The cast of characters were led by Joseph Spector, a magician who was called in to assist on the case by Scotland Yard. The suspects included the doctor’s daughter, her fiancé, and three famous patients – a musician, an actress, and a novelist. Everyone had an alibi. Whodunnit?
This novel boasts not one, but three locked room mysteries. Two are murders, one is an art theft. Honestly, I couldn’t make heads or tales of any of them since all of my assumptions and theories were disproven in short order so I gamely read on, hoping some new clue would come to light to help me solve at least one of the mysteries before the big reveal.
That never happened.
The characters all had at least a minor motive, but all were dispatched in short order. If you read this book, pay attention to every subplot because it will tie in at the end. However, it was the big reveal that disappointed me and ultimately caused me to drop my rating a little bit. Let me rephrase, it wasn’t the reveal itself but the execution.

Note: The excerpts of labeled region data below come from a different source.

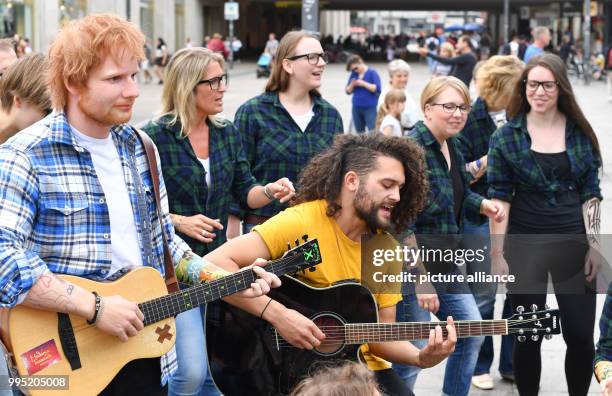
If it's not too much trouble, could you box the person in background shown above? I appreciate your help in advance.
[378,59,423,129]
[228,31,344,238]
[142,48,294,396]
[154,37,169,85]
[593,283,612,396]
[376,89,406,136]
[431,42,455,78]
[419,35,477,87]
[523,26,551,63]
[0,54,51,144]
[457,55,524,389]
[487,54,602,395]
[345,55,380,133]
[0,39,17,79]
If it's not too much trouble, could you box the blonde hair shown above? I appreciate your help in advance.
[266,30,320,95]
[161,47,225,137]
[440,42,455,58]
[375,89,406,131]
[47,14,145,110]
[291,362,380,396]
[421,76,470,112]
[474,55,525,110]
[0,54,51,113]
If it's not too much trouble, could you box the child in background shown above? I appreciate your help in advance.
[376,89,406,136]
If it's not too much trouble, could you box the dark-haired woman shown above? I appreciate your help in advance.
[229,31,344,237]
[488,54,602,395]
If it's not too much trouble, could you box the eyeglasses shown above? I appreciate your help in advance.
[287,52,329,65]
[523,80,559,93]
[430,103,472,114]
[196,74,227,91]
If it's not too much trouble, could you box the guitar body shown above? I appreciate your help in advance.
[1,267,176,395]
[206,276,378,396]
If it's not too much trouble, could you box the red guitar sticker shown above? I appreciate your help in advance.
[21,340,61,375]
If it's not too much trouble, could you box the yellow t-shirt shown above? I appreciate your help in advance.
[253,200,402,370]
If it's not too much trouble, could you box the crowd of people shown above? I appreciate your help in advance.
[0,14,612,396]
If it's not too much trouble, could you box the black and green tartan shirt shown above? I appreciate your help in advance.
[487,114,602,206]
[456,98,497,197]
[408,121,484,234]
[142,115,256,256]
[231,92,344,216]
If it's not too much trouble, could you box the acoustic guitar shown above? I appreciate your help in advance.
[1,238,321,396]
[206,276,561,396]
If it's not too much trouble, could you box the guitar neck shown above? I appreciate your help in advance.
[344,319,508,344]
[138,256,302,326]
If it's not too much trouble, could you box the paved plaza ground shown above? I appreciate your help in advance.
[133,63,612,396]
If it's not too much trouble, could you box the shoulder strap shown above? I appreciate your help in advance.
[132,127,179,293]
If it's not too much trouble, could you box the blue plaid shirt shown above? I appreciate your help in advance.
[0,113,189,382]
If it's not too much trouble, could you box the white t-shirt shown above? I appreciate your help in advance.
[72,128,142,276]
[380,114,402,136]
[198,157,210,186]
[291,108,314,132]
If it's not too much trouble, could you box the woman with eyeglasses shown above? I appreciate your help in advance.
[345,55,380,133]
[393,76,506,395]
[230,31,344,236]
[487,54,602,395]
[143,48,294,395]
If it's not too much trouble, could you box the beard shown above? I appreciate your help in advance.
[77,92,132,126]
[353,184,391,230]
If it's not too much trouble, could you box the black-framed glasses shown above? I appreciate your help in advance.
[287,52,329,65]
[430,103,472,114]
[523,80,559,93]
[196,74,227,91]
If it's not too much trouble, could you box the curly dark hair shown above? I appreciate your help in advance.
[293,134,429,232]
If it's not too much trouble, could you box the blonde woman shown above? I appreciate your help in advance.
[377,59,423,129]
[143,48,294,395]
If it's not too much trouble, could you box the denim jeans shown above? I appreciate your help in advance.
[394,268,484,396]
[463,220,514,375]
[168,306,221,396]
[352,106,376,133]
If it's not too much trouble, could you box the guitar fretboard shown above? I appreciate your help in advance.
[138,255,304,326]
[344,319,508,344]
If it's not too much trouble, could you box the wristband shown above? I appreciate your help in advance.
[87,291,102,325]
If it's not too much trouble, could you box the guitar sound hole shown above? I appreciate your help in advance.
[312,313,345,355]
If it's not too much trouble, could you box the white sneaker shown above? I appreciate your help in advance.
[472,374,493,390]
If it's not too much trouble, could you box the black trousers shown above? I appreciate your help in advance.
[374,369,414,396]
[504,237,596,396]
[100,358,168,396]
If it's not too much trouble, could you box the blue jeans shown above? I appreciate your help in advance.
[396,268,484,396]
[168,306,221,396]
[463,220,514,375]
[353,106,376,133]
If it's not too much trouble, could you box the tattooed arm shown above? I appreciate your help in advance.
[23,272,144,341]
[582,198,601,282]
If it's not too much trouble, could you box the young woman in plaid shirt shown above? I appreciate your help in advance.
[487,54,602,395]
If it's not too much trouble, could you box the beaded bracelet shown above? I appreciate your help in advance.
[87,291,102,324]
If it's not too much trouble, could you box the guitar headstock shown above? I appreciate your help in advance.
[281,235,322,273]
[507,304,561,342]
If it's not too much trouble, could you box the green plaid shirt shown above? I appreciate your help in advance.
[231,92,344,216]
[595,283,612,363]
[142,115,256,256]
[456,98,497,196]
[487,115,602,206]
[408,121,484,234]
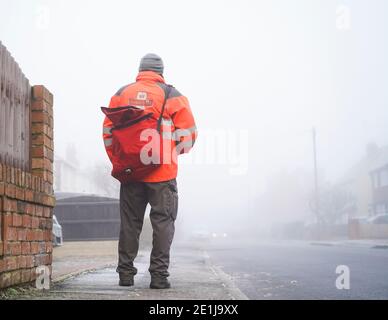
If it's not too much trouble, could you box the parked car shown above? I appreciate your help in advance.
[53,215,63,247]
[368,213,388,224]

When Spector gathers all of the suspects together at the end, he launches into pages and pages of dialogue, explaining all three mysteries at one time with only one or two action breaks. The author provided notes on which pages the clues were hidden but I completely missed them on the first read and honestly was too mentally exhausted by the time I got to the end of the third crime to go back and look them up. The style reminded me of a Sherlock Holmes episode, but at least in that I would have been shown quick visuals of what Holmes had noticed as he investigated. This would actually be really interesting as a miniseries or TV show, given the time period. I imagine the visuals would be gorgeous. But reading the reveal not only lost me, since I didn’t pick up on the majority of clues/events that Spector laid out. Although, that might say more about me than it does about the story; I’m not discounting that for a second.
In the end, I rated this novel 3 stars. ⭐⭐⭐
Thank you to NetGalley and Penzler Publishers for providing the ARC copy of this book. I have left my review honestly and voluntarily.